Intraoperative Monitoring Using Somatosensory Evoked Potential during Spinal Deformity Surgery.
- Author:
Chul KIM
1
;
Se Il SUK
;
Ki Hyeok HONG
;
Jin Hyok KIM
;
Won Joong KIM
;
Chang Heon YI
;
Chang Hyo KIM
Author Information
1. Department of Rehabilitation Medicine, Inje University College of Medicine.

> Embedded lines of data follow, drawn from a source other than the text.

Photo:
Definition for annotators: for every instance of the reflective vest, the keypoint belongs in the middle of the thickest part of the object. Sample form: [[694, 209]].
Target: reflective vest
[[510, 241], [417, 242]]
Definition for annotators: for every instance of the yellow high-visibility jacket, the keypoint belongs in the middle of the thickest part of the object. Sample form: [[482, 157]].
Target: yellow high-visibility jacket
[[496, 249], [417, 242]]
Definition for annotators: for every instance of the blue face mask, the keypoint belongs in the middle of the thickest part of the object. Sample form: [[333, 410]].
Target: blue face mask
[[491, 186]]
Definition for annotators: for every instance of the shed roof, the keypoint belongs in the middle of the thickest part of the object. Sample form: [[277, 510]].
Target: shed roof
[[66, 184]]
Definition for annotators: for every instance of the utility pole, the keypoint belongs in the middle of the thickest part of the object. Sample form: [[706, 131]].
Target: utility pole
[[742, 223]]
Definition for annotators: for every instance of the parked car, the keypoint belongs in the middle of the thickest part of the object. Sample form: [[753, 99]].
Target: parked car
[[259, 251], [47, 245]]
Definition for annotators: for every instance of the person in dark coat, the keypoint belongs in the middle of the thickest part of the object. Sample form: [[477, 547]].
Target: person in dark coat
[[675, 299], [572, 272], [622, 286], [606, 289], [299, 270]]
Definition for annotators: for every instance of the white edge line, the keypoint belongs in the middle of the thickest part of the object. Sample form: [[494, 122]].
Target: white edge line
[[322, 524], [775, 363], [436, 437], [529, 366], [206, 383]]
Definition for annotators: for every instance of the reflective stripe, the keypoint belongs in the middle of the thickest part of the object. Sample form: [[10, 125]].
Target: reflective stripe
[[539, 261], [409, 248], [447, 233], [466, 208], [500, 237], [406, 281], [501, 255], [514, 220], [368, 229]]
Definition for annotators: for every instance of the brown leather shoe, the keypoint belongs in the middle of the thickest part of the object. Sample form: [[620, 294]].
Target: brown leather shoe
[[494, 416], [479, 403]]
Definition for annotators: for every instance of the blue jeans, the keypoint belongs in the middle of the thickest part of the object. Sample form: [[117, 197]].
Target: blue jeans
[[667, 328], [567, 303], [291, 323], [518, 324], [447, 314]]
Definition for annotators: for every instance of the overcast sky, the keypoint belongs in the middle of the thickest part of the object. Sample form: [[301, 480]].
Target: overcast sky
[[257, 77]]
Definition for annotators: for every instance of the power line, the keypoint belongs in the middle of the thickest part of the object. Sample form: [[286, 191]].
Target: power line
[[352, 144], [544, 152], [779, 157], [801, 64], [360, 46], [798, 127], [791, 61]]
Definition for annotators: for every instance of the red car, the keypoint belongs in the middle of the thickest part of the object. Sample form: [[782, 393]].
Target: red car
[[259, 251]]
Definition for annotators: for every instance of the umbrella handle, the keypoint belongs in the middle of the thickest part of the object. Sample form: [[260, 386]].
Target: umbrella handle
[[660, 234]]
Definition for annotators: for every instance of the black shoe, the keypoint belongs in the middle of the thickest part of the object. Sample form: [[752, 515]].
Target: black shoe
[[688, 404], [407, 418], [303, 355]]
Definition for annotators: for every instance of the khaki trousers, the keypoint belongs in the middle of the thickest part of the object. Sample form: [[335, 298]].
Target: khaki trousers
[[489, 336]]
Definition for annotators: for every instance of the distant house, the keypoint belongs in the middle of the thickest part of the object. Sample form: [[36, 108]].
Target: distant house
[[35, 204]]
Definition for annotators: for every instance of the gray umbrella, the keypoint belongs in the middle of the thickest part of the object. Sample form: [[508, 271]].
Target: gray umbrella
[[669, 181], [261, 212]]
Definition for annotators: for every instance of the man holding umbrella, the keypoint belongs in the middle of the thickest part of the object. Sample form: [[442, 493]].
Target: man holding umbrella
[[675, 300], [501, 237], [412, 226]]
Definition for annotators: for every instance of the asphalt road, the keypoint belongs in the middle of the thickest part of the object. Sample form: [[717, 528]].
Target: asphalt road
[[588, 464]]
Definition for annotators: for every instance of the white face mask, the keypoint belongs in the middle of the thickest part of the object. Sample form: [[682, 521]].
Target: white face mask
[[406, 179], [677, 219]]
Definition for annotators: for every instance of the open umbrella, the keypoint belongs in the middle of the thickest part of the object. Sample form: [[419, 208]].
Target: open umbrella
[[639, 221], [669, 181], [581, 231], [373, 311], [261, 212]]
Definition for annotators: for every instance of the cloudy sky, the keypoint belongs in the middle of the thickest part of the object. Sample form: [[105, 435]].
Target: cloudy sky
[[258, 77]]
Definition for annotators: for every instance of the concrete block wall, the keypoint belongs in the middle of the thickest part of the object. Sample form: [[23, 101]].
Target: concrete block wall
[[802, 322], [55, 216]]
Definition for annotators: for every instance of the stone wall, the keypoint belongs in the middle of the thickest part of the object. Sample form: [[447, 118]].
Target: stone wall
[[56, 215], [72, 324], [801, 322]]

- Publication Type:Original Article
- Keywords:
Somatosensory evoked potentials;
Intraoperative monitoring;
Spinal surgery
- MeSH:
Congenital Abnormalities*;
Evoked Potentials, Motor;
Evoked Potentials, Somatosensory*;
Female;
Humans;
Korea;
Kyphosis;
Monitoring, Intraoperative*;
Risk Factors;
Scoliosis;
Sensitivity and Specificity;
Spondylosis;
Tibial Nerve
- From:Journal of the Korean Academy of Rehabilitation Medicine
1999;23(3):581-588
- CountryRepublic of Korea
- Language:Korean
-
Abstract:
OBJECTIVE: Intraoperative monitoring using somatosensory evoked potential (SEP) study has been used increasingly to monitor neurological function during scoliosis surgery and other high-risk spinal surgeries. However, there are few studies related to this intraoperative monitoring, particularly in severe spinal deformity surgery, in Korea. So we evaluated the clinical efficacy of intraoperative SEP monitoring and considered the risk factors related to spinal surgery. METHOD: We performed a posterior tibial nerve somatosensory evoked potential study for intraoperative monitoring during surgical procedures in 101 patients (male 46, female 55). RESULTS: Neurologic damage occurred in 16 patients (10 congenital scoliosis cases, 5 tuberculous kyphosis cases, and 1 degenerative spondylosis case) after surgical procedures. Delayed postoperative neurologic damage occurred in 4 patients (2 mild damage cases, 2 severe damage cases) among 85 cases which showed normal responses during surgical procedures. Sensitivity of this study was 75%, and specificity was 95.3%. CONCLUSION: Somatosensory evoked potential study for intraoperaive monitoring is a sensitive and very useful method to detect iatrogenic lesions during spinal deformity surgery with satisfactory specificity. However, to improve the sensitivity and specificity of the intraoperative monitoring, combination of motor evoked potentials is recommended.